On a technological level, cloud computing is not new, but on a business level it is described as a "revolution" (BITKOM, 2009). The revolution and influence of cloud computing is therefore not in the technology itself, but in its use. This will create a new generation of products and services. To illustrate this revolution, a comparison can be made with the replacement of electrical generators by power grids in the early 20th century (Kirwan, 2008). At that time, in-house electricity generators were replaced by obtaining cheap, flexible and demand-oriented electricity from the wall socket.

Cloud computing is an amalgamation of long-existing technologies (Foster, et al., 2008). Since the beginning of the 1990s, the Internet has also been accessible to the general public via the World Wide Web (WWW). This laid the foundation for new business ideas. Web hosting developed in the mid-1990s, in which providers make their resources available as services over the Internet (Almeida, et al., 1998). This includes the provision of Internet storage, web servers, databases or e-mail accounts. In the further development of these services, applications were also made available via the Internet, as so-called "Application Service Providing" (ASP). Since 2005, grid computing has enabled distributed computing on loosely coupled computers (BITKOM, 2009). In this way, computing power and storage capacities can be called up from remote resources as required in order to work together on a problem at the same time (Velte, et al., 2010). With the help of virtualisation, such combined resources are represented as an abstract resource pool, which is at the same time the direct prerequisite for the implementation of cloud computing.

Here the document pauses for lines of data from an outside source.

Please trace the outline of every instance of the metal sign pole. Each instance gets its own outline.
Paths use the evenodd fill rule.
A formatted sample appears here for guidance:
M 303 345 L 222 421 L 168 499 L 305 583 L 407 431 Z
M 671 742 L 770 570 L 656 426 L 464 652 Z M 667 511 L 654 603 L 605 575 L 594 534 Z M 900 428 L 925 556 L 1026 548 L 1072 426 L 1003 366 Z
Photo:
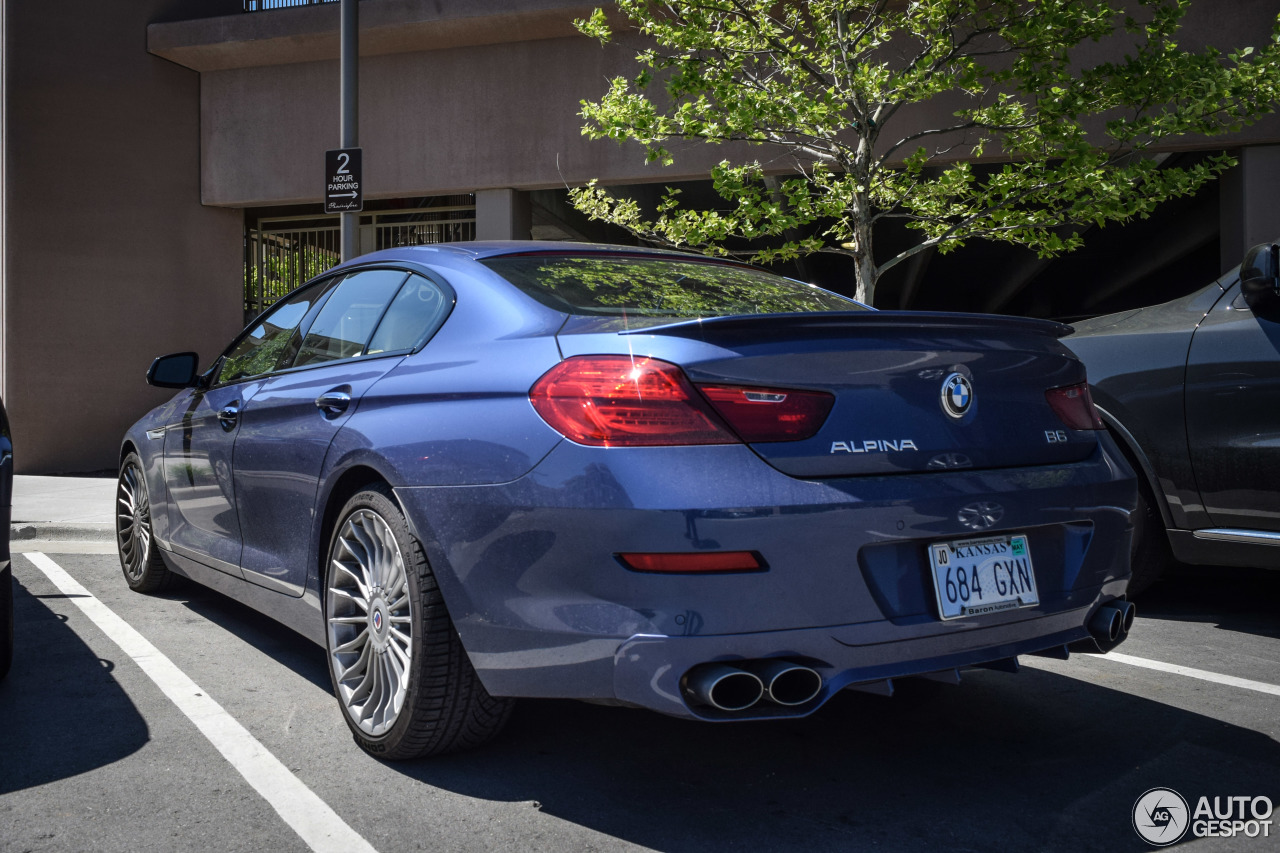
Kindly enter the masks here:
M 342 147 L 357 148 L 359 141 L 359 78 L 356 61 L 360 55 L 360 14 L 357 0 L 342 0 L 342 24 L 338 31 L 341 41 L 340 64 L 342 83 L 339 89 L 342 110 Z M 360 214 L 342 214 L 342 260 L 349 261 L 360 254 Z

Cloud computing is made possible by huge server parks (networked computers) of companies such as Amazon, Microsoft, Google or IBM. Their systems provide far more power than they can consume themselves. According to a study, the average utilization of a server is only 10-15% (VMWare, 2009). This results in idle time, which

costs without generating benefits. The development of cloud computing described above is a major step towards the efficient use of hardware and software resources (cf. Figure 3) and thus counteracts the current money-wasting and environmentally damaging underutilization.

Figure 3: Technological Evolution of Cloud Computing

The ideal model of the "open cloud" is still in the start-up phase, as this requires the full cooperation of the various cloud providers (, 2011). In order to ensure this interoperability, the creation of and compliance with common standards is a fundamental challenge that has yet to be overcome.